The track record for North Carolina’s system for selling liquor is a lot like the driving performance of a guy who’s had too much to drink — it’s all over the place.
On the one hand, North Carolina’s Alcoholic Beverage Control system has an interesting profitability record. The state ranks seventh in the country in total revenue from liquor sales. But North Carolina is 45th in alcohol consumption. It seems we’re paying a lot for what little we drink.
On the other hand, the ABC network is a mess. The state governs the distribution of hard liquor to individual boards, but that’s a big network. There are 150 ABC boards that are run on the local level. That’s 50 more boards than the state has counties. And not all of them are efficient or even profitable.
There are seven different ABC boards in Robeson County alone, for example, to manage eight different stores. As The Charlotte Observer reported last week, two of those boards lost money. Two barely broke even. Others had profits ranging from 3.3 percent to 5 percent.

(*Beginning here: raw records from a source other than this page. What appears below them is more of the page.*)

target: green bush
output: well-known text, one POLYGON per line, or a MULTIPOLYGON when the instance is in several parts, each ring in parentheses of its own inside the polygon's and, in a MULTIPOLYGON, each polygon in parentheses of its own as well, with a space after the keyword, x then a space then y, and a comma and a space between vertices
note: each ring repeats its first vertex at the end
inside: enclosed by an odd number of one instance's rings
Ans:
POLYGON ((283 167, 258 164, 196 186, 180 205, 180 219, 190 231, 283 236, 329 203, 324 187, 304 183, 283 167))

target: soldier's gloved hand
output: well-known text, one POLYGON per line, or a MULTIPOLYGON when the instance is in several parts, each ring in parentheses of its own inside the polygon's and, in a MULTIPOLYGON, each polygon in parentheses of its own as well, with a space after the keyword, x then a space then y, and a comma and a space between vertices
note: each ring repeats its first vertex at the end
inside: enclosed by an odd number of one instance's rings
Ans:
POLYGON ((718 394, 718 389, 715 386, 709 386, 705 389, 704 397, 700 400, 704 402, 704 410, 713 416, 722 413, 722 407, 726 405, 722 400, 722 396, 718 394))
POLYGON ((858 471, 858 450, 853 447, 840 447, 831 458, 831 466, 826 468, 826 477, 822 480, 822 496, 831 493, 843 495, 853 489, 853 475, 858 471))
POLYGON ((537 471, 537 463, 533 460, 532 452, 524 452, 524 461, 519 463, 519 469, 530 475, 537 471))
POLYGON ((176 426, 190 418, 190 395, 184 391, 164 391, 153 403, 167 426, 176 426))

A legislative commission has recommended abandoning the ABC system in its present form and giving more control of the stores to the state. The state’s first mission, the commission says, should be to make money.
Certainly, a county like Robeson could be managed more effectively through one county ABC board instead of seven. But we would hate to see too much control ceded to Raleigh.
The location and appearance of ABC stores, for example, probably will be managed better by folks who live in the same counties. The last thing anyone wants to see is the kind of seedy liquor stores that fill the inner-cities of states where there is little or no local say in where or how stores are operated.
Perhaps it’s time for the state to offer broad guidelines on the sales of hard liquor, including the number of local boards that can make decisions on location and operation practices.
But the revenue stream for alcohol sales overall suggests the state isn’t hurting too much through the system as it is right now. The N.C. General Assembly would do well to proceed with caution on this issue.